Nós pensamos que a cegueira e a surdez espiritual são somente do homem ímpio, daquele que está separado da vida de Deus, mas a pior cegueira e surdez é a nossa, daqueles que tem olhos para ver e ouvidos para ouvir, quando damos de ombros ao Espírito Santo: "Portanto, como diz o Espírito Santo: Se ouvirdes hoje a sua voz, não endureçais os vossos corações…" Hebreus 3.7-8.
Nascemos de novo para vermos o Reino de Deus, e nascemos do Espírito para entrarmos neste Reino (João 3.3-5). Os nossos olhos foram abertos para vermos a Cristo, e o seu reino em nós, porque fomos feitos por Jesus, reino e sacerdotes para Deus (Apoc. 1.6).
Mas como aconteceu com aquele cego de Betsaida, nós a principio não enxergarmos claramente as coisas de Deus (Mc. 8.22-25). Os olhos do entendimento ainda devem ser abertos para não só enxergarmos a nossa redenção, mas também qual a esperança do nosso chamamento, e quais as riquezas da nossa herança nos santos, e qual a sobreexcelente grandeza do seu poder para conosco os que cremos (Efésios 1.18-19).
Por isso é necessário que o milagre continue, para que possamos enxergar totalmente. É necessário tornarmo-nos frutíferos no conhecimento de Cristo. Para isto temos que acrescentar a nossa fé a virtude.
A fé sem obras é morta, mas a fé operosa, a fé que é do Filho de Deus, opera em nós o que perante Deus é agradável por meio de Jesus Cristo (Hebreus 13.21).
Não são somente obras, mas obras de fé.

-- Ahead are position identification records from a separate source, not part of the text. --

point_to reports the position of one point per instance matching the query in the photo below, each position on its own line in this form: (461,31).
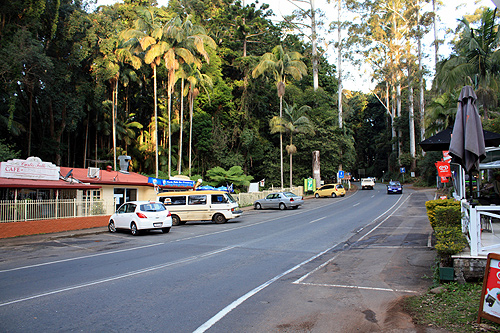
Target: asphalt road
(333,265)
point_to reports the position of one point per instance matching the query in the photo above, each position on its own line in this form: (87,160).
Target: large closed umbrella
(467,145)
(467,139)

Por isso Pedro continua em sua segunda carta, capítulo 1, nos versos 5 a 7, dizendo: "acrescentai… à virtude o conhecimento". A virtude é a ação da Pessoa de Cristo em nós operada pela fé, e esta virtude traz conhecimento dEle.

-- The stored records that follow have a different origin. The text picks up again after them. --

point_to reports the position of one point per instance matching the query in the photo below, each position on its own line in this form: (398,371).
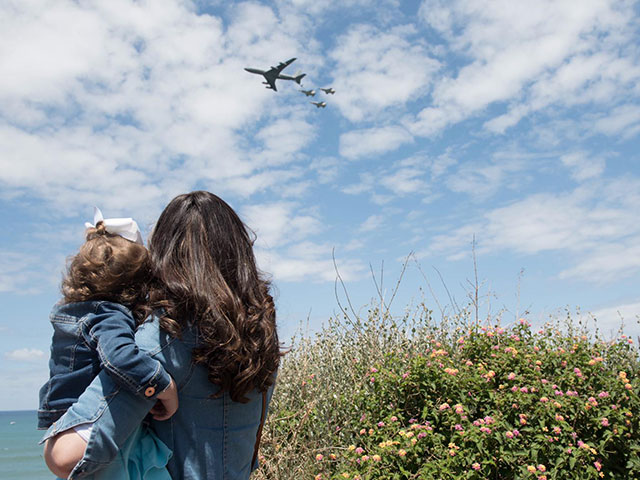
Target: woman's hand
(167,403)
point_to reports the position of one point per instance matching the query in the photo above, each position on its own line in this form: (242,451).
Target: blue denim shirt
(211,438)
(88,337)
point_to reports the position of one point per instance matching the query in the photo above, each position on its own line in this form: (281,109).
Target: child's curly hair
(108,267)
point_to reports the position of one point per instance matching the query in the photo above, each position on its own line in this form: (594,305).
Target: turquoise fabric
(143,457)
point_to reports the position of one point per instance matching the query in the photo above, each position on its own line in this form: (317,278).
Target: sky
(508,129)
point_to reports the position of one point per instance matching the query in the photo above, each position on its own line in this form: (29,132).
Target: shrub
(377,398)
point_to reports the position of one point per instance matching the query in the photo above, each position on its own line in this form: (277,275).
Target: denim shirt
(211,438)
(88,337)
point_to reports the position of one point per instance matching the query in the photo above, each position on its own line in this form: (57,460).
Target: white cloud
(373,222)
(124,103)
(279,224)
(25,355)
(308,261)
(611,318)
(481,179)
(595,226)
(623,120)
(378,69)
(530,53)
(372,141)
(582,166)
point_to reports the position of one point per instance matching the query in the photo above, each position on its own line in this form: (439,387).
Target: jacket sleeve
(116,412)
(112,334)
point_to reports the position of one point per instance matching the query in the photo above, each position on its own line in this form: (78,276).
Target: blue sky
(514,122)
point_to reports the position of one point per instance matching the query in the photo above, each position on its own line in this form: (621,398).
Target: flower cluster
(534,410)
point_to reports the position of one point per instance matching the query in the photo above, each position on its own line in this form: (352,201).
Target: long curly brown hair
(206,275)
(108,267)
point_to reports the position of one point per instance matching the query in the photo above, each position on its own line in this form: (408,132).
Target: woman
(213,329)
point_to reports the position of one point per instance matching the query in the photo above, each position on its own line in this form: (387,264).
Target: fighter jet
(273,74)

E Pedro continua ensinando que em Seu conhecimento gozamos do seu fruto, do fruto do Espírito que é: domínio próprio, longanimidade, piedade, fraternidade e por fim o amor, o vínculo da perfeição, a essência de Deus.

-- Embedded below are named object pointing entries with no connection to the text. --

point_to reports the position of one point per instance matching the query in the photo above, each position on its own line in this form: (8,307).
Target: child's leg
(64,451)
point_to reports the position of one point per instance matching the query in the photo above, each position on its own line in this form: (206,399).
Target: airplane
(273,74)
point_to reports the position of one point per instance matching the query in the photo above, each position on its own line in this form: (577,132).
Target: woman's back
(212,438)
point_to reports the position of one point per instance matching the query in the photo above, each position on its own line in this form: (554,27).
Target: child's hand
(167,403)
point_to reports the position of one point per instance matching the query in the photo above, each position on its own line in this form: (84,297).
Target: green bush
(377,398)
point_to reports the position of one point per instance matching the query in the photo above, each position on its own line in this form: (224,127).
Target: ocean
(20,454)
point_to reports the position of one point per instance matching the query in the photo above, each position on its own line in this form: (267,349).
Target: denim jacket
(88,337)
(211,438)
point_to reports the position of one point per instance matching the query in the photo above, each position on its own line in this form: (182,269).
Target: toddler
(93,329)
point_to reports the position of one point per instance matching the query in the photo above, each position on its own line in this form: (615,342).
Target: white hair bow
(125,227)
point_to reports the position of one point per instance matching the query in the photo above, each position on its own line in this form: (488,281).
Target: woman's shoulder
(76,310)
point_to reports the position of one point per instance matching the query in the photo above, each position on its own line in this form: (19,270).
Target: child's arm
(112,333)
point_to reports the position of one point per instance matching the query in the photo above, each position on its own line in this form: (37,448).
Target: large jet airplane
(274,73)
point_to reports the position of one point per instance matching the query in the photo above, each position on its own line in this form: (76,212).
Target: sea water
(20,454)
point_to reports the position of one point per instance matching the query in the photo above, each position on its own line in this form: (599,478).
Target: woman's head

Havendo e abundando em nós essas coisas, não ficaremos ociosos nem infrutíferos no pleno conhecimento (notem que é "no pleno" não apenas aquele conhecimento primário, da nossa redenção) de nosso Senhor Jesus Cristo.
Aí o Espírito continua nos ensinando pelo apóstolo Pedro que em quem não há estas coisas, em quem o conhecimento de Cristo não é contínuo e abundante é "cego", vendo somente o que está perto, esquecendo-se até da purificação dos seus antigos pecados (v.9).
Aqui não se trata de velha criatura, mas de um santo. Esta palavra é de exortação aos santos que foram regenerados. São filhos de Deus que tiveram os seus pecados perdoados e que foram purificados, mas por não crescerem no conhecimento de Cristo, por estarem infrutíferos nEle, se esqueceram até da sua redenção.
Estes, apesar de terem olhos para ver, são chamados de cegos, e infrutíferos. E se torna pior ainda quando em sua cegueira, querem guiar outros; ambos cairão no buraco como disse Jesus.
Por isso não necessitamos apenas de visão, mas de Vida. Não necessitamos somente que os nossos olhos sejam abertos, mas que nos faça ver claramente que nEle esta a Vida e a Vida é a luz dos homens (João 1.4). Não é a luz que manifesta a Vida, mas a Vida que manifesta a luz.
Só podemos ser luz se a vida do nosso Senhor for abundante em nós. E só pode ser abundante se tomarmos a nossa cruz e o seguirmos, seguir crescendo em seu conhecimento.